The hardware elements described above may be configured (usually temporarily) to act as one or more software modules for performing the operations of this invention.
Industrial Applicability
According to a method and system for searching a path described above, a path that is the same as or similar to a case where a path is searched based on the entire road information is provided to a user. Furthermore, it is possible to reduce the time needed for a path search and load in a system for searching a path that performs the path search. As such, as the time needed for the path search is shortened, the time from when a user requests a path search to when the user receives the requested path is shortened.
Furthermore, according to the present method for searching, a path, if the user deviates from the path, a current position of the user is set as a source and a new path is provided to the user. In addition, according to the present method for searching a path, calculation for candidate paths except for candidate paths having a high possibility that will be selected as a path is stopped before its calculation is completed. It is therefore possible to
reduce the time needed for a path search and load in a system for searching a path.

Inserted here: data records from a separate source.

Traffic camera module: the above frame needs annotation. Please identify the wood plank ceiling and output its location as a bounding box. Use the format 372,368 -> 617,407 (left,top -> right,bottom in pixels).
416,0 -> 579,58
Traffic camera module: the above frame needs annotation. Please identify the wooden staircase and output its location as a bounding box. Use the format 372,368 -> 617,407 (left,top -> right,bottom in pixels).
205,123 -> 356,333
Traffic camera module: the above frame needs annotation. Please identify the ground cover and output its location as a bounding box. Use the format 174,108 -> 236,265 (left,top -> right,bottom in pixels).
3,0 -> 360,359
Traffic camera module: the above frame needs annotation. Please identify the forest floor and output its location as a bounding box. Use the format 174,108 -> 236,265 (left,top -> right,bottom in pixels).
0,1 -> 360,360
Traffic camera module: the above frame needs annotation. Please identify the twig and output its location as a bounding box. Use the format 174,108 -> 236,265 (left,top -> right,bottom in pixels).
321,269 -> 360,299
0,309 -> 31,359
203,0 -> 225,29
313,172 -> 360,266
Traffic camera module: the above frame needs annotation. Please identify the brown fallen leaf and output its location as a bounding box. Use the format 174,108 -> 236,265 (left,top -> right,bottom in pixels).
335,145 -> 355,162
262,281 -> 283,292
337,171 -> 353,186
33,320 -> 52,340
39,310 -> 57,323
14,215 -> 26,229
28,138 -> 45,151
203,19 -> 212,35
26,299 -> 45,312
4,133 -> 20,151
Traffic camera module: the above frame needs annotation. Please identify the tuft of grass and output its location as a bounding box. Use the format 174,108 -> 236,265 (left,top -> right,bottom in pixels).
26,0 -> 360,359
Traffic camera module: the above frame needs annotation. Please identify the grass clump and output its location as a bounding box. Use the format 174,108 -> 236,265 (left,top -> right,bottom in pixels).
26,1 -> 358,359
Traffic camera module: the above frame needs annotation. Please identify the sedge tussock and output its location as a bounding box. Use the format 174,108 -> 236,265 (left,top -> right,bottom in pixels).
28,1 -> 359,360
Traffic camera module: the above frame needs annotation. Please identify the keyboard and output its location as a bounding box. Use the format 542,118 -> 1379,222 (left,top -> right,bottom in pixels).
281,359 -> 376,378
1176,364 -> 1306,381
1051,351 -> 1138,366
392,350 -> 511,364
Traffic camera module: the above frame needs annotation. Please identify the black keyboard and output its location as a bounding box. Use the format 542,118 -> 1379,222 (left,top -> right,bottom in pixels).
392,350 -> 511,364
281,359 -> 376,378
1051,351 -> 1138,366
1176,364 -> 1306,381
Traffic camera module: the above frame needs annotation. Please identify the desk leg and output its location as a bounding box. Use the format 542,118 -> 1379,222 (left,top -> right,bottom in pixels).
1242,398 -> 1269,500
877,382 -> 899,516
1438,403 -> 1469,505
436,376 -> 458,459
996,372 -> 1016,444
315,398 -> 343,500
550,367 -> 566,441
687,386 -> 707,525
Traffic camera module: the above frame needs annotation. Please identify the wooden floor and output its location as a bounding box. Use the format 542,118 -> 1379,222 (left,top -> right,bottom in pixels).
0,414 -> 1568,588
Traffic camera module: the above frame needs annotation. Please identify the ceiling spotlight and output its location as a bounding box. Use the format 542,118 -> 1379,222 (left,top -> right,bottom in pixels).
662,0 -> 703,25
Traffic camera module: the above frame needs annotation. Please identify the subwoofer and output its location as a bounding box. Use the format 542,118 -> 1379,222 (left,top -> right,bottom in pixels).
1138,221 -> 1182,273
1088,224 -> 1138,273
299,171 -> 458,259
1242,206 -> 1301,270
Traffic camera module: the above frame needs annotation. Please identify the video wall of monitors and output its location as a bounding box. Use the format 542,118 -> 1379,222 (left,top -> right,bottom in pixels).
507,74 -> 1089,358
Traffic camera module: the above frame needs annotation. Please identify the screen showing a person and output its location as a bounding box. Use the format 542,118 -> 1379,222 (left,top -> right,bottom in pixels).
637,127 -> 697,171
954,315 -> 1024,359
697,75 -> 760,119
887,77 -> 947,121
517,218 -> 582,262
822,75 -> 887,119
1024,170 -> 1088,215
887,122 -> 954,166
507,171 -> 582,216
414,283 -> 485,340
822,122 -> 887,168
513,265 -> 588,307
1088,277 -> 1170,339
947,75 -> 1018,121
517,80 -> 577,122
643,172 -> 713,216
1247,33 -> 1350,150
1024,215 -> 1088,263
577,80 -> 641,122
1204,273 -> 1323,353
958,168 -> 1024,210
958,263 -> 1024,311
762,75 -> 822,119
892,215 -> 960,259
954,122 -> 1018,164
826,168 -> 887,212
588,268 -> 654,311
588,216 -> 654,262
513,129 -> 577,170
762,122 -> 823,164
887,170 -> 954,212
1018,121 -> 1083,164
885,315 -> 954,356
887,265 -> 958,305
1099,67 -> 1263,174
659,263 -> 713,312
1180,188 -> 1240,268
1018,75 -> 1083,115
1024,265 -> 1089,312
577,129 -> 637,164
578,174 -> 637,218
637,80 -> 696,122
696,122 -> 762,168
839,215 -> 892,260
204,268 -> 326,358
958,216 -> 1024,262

The foregoing descriptions of specific embodiments of the present invention have been presented for purposes of illustration and description. They are not intended to be exhaustive or to limit the invention to the precise forms disclosed, and obviously many modifications and variations are possible in light of the above teaching. The embodiments were chosen and described in order to best explain the principles of the invention and its practical application, to thereby enable others skilled in the art to best utilize the invention and various embodiments with various modifications as are suited to the particular use contemplated. It is intended that the scope of the invention be defined by the claims appended hereto and their equivalents.